Memphis Sundance Film Festival
Schedule of Events
6:00PM - All Light, Everywhere
Directed by Theo Anthony
The "observer effect" is a term used in physics to describe the process in which the act of observation disturbs the system that's being observed. Humans are such observers—and we have our inherent limitations, biases, and blind spots that skew how we perceive and interpret. In his remarkable, kaleidoscopic essay film, Theo Anthony investigates the correlation between how we see things and the tools and practices involved in the act of seeing.

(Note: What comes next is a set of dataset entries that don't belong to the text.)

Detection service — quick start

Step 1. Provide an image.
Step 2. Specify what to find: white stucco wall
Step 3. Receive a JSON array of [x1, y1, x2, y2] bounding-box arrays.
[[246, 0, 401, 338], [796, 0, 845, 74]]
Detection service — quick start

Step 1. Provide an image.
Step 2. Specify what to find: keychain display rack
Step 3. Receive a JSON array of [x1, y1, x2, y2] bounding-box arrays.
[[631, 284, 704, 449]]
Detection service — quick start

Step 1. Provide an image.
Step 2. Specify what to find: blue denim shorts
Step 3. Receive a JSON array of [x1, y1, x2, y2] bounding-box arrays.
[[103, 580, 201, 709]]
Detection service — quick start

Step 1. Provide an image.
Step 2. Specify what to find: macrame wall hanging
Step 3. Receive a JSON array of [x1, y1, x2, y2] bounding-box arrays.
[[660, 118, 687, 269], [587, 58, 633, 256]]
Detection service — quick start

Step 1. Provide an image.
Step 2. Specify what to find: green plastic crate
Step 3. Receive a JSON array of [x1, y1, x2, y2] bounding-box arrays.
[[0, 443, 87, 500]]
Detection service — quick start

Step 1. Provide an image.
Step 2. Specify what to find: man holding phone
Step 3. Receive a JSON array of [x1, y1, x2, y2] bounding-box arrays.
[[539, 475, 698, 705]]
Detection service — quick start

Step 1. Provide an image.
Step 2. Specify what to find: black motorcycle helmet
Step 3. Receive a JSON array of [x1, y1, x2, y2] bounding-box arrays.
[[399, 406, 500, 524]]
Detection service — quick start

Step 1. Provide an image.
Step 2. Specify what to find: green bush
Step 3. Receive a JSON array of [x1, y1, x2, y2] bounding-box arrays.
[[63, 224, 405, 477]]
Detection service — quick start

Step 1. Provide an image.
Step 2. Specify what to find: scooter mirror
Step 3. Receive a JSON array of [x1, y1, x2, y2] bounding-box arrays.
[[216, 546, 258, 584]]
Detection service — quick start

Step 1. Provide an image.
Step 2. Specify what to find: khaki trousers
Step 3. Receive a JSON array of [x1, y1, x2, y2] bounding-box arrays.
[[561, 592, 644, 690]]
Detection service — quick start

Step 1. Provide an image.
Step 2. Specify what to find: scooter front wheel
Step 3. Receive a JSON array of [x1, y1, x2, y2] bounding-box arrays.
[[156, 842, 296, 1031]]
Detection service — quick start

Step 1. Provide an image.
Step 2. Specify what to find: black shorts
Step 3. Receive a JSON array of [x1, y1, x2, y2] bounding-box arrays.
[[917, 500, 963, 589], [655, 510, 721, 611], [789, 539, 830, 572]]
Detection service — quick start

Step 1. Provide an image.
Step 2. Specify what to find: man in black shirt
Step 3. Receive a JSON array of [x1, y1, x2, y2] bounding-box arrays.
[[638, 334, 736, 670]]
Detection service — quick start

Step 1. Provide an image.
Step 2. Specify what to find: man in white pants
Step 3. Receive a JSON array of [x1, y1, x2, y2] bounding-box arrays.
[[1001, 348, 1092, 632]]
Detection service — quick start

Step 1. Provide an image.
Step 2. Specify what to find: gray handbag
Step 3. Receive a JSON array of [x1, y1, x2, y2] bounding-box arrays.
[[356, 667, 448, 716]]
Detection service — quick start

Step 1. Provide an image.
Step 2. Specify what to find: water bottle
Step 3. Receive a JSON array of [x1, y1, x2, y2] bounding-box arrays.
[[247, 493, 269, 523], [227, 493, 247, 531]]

All Light, Everywhere directs our gaze to some fascinating, often surprising connections among technology, weapons, and mechanics of motion, as well as the effect of those factors on the ways in which we construct our realities. Without being prescriptive or didactic, Anthony skillfully points out how politicized the act of seeing is and just how flawed our framing methods can be. The supposedly more objective machines aren't quite the answer either, despite offering more detailed perspectives. They can be a reflection of power dynamics and biases too. So don't let anyone fool you— see All Light, Everywhere.
6:00PM - Mayday
Directed by Karen Cinorre
An unusual storm is approaching, and it's about to change everything for Ana (Grace Van Patten). After a short circuit at her workplace mysteriously transports her to an alternate world, she meets a crew of female soldiers caught in an endless war. Along a strange and rugged coastline, men face the stark truth lurking behind damsels who appear to be in distress. Under the leadership of Marsha (Mia Goth), Ana trains as a sharpshooter and discovers a newfound freedom in this uninhibited sisterhood. She soon senses she may not be the ruthless killer they expect, though, and time is running out for her to find a path home.
Unafraid of pushing cinematic boundaries, writer-director Karen Cinorre stylishly blurs genres and draws us into the unique realm of her remarkable debut, where possibilities multiply and women take control of their own destinies. Both a feminist fever dream and an ambitious reimagining of a war film, Mayday detonates expectations to question where empowerment truly lies—and firmly brands Cinorre as a filmmaker on the rise.